Dez e cinco da manhã.
Acompanhada por dois guarda-costas contratados para o efeito, apresento-me à porta da "Casa da Sorte", no Colombo, munida de três Sansonites rígidas tamanho G e de duas Longchamps XL.
Olho em redor (não vá algum curioso ser demasiado curioso) e saco orgulhosamente o bendito talão do Euromilhões.
- Bom dia! - voz que já emana, exala, transpira aquele status que poucos atingem - Eu vim levantar o prémio, por favor.
Franze o sobrolho duvidoso devido ao aparato da comitiva, ajeita os óculos na ponta do nariz e coloca o talão na máquina registradora.
- São oito euros e setenta e dois cêntimos. Deseja receber?
(Engasgo meu) - Desculpe??? Não está a perceber. Eu sou "A" excêntrica! Verifique lá isso outra vez, por favor.

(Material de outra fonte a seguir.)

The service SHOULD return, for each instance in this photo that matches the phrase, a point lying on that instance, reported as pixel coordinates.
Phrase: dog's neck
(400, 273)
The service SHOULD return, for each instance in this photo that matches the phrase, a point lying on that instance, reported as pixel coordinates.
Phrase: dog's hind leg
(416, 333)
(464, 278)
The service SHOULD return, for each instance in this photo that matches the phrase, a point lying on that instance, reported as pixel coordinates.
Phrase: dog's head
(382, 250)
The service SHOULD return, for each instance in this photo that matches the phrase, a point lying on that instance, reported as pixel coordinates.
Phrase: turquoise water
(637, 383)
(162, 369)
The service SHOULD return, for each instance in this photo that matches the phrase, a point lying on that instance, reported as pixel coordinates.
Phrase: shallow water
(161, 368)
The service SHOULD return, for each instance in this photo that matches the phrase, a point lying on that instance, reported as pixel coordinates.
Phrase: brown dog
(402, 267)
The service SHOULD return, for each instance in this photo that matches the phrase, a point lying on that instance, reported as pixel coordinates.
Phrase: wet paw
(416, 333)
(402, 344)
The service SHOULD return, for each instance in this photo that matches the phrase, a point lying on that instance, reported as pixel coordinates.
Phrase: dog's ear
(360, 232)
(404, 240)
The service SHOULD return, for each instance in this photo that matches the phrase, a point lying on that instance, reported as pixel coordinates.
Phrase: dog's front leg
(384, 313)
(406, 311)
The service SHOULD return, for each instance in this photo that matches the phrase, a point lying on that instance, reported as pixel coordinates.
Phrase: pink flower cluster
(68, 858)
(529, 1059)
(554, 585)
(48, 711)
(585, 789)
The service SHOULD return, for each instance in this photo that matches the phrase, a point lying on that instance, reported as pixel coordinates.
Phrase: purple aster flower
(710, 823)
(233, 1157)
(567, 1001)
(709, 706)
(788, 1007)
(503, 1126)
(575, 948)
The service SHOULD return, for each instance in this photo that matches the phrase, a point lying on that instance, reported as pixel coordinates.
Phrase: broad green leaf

Com a paciência de um elefante à espera da chuva, repete o procedimento.
- São oito euros e setenta e dois cêntimos. Posso pagar?
(Triplo engasgo com dupla pirueta encarpada e mortal nos olhos. Chamem o INEM!!!)
- Mas... mas ... não pode ser! Eu fiz dois números e uma estrela!
- Exactamente, o 12º prémio. Nada mau! Oito euros e setenta e dois cêntimos.
- Mas... mas... e aquela história do Euromilhões a criar excêntricos por aí? Eu sou uma excêntrica! "A" excêntrica! O Euromilhões não me pode fazer isto! Nãooooooooooo!
-Quer receber ou não????????
Baixo os olhos, lambo as feridas e a carne lacerada pela dor insuportável.
- Quero, pois...
E assim se destróem os sonhos da juventude. Enchem-nos a cabeça com promessas de áureas realidades para depois nos atropelarem, espezinharem e passarem por cima com uma buldozer das pesadotas. Vendem-nos fotografias de vidas e futuros auspiciosos mas, imediatamente, somos violentamente calcados e brunidos com o ferro impiedoso. Pegam nas sobras, colocam-nas numa betoneira eléctrica e cospem-nas com uma máquina de projectar estrume.
E nem sequer um "Olhe, desculpe lá... é a vida!".